Shawn has used this label loosely. He has not asserted a claim of prosecutorial misconduct as a violation of his due process right to a fair trial, when the legal issue to be resolved is whether the prosecutor's conduct "so infected the trial with unfairness as to make the resulting conviction a denial of due process." Darden v. Wainwright, 477 U.S. 168, 181 (1986). (Citation omitted.)

Shawn alleges that the appeals court mis-applied controlling United States Supreme Court law regarding the state's misconduct due to its pretrial failure to provide him with (1) the results of the forensic examination of the computers, (2) a copy of the audiotapes of the jail telephone conversations, and (3) information indicating that J.L.L. might have falsely alleged Shawn assaulted him because J.L.L. was concerned he would be charged with having sexual contact with his sister, M.L.; all of which Shawn asserts violated his constitutional right to be provided with exculpatory evidence.

Shawn contends the lack of child pornography and homemade sex photos on the computers and the fact that there was no evidence the computers had been tampered with and/or wiped clean would have cast doubt on Nalley's and/or H.A.L.'s testimony, establishing that either H.A.L.'s description of seeing those images or Nalley's report of what H.A.L. related was a lie. Shawn contends that the discrepancies between the content of the audiotapes of the jailhouse conversations and Nalley's report describing them would have established that Nalley was not a credible witness, and that playing the audiotapes for the jury would have demonstrated Nalley's lack of credibility.

According to the appeals court, Nichols' testimony regarding her note and conversation with Nalley did not provide a basis for a new trial.
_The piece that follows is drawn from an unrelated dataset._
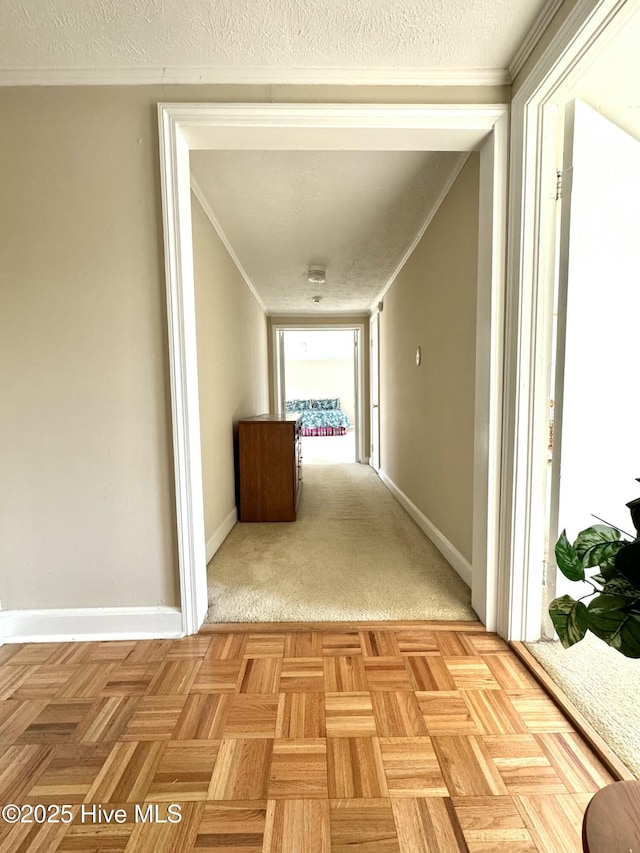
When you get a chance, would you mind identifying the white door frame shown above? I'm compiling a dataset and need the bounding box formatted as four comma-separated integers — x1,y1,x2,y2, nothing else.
158,104,508,634
497,0,640,641
270,317,365,462
369,308,380,474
Nothing in the record proved that J.L.L. actually sexually assaulted M.L., and Nalley interviewed J.L.L. before the initial complaint charging Shawn with repeated sexual assaults of J.L.L. was filed Specifically, the appeals court held that the post-conviction testimony did not provide a basis to conclude that at the time of his interview with Nalley: (1) J.L.L. knew that anyone had alleged he had sexual contact with M.L.; (2) J.L.L. was concerned that he would be charged with sexually assaulting M.L.; or (3) anyone had talked with J.L.L. about whether he would be charged with such conduct. The appeals court held that the record did not support a hypothesis that J.L.L. told Nalley that Shawn sexually assaulted him because J.L.L. was afraid he would be charged with the sexual assault of M.L. Therefore, there was no basis to conclude that, if evidence of the conversation between Nalley and Nichols had been presented at trial, the result of the proceeding would have been different.
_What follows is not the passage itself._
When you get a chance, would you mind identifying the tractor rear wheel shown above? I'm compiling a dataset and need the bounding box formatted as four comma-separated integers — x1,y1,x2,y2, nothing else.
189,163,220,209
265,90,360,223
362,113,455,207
In addition, because the evidence did not provide a basis to conclude that J.L.L.'s concern that he would be charged with sexually assaulting M.L. led him to implicate Shawn, the appeals court determined that the fact that the information regarding Nalley's conversation with Nichols was not disclosed prior to trial did not undermine confidence in the outcome of the trial. The appeals court thus found that there was no basis to conclude that Shawn was denied his constitutional or statutory right to exculpatory material.

In its analysis, the appeals court cited State v. Harris, 272 Wis. 2d 80, 680 N.W.2d 737, 745 (Wis. 2004), which discusses the leading United States Supreme Court cases on the issues of a prosecutor's obligations with respect to exculpatory and impeachment evidence. A prosecutor violates the due process rights of a defendant if he or she fails to disclose evidence favorable to the accused. Id. Evidence favorable to the accused encompasses both exculpatory and impeachment evidence. Id. However, the evidence must also be material. Id. Evidence is material only if there is a reasonable probability that, had the evidence been disclosed to the defense, the result of the proceeding would have been different. Id. at 746. The "reasonable probability" test is the same as the test for ineffective assistance of counsel, and requires a probability sufficient to undermine confidence in the outcome. Id. The mere possibility that undisclosed information might have helped the defense does not establish materiality. Id. at 748. Harris further states:

In order to establish a Brady violation, the defendant must, in addition to demonstrating that the withheld evidence is favorable to him, prove that the withheld evidence is "material." Giglio v. United States, 405 U.S. 150, 154 . . . (1972) (stating that "[a] finding of materiality of the evidence is required under Brady "). A Brady violation may occur under three circumstances: 1) if the prosecutor fails to disclose that the defendant was convicted on the basis of perjured testimony; 2) if the defendant makes no Brady request and the prosecutor fails to disclose evidence that is favorable to the defendant; or 3) if the defense makes a specific Brady request and the prosecutor fails to disclose the requested material.
Id. at 746.

The appeals court rejected Shawn's contention that the prosecutor violated his constitutional rights by failing to disclose the forensic report and audiotapes. It held that evidence H.A.L. lied or was mistaken about what she saw on Shawn's computer, and evidence that Nalley misrepresented what H.A.L. told him she saw or misrepresented the content of the taped conversations, was not evidence exculpating Shawn of the charges that he engaged in repeated sexual assaults of J.L.L., H.A.L., and S.R.K. And, although implicating credibility, it was not material.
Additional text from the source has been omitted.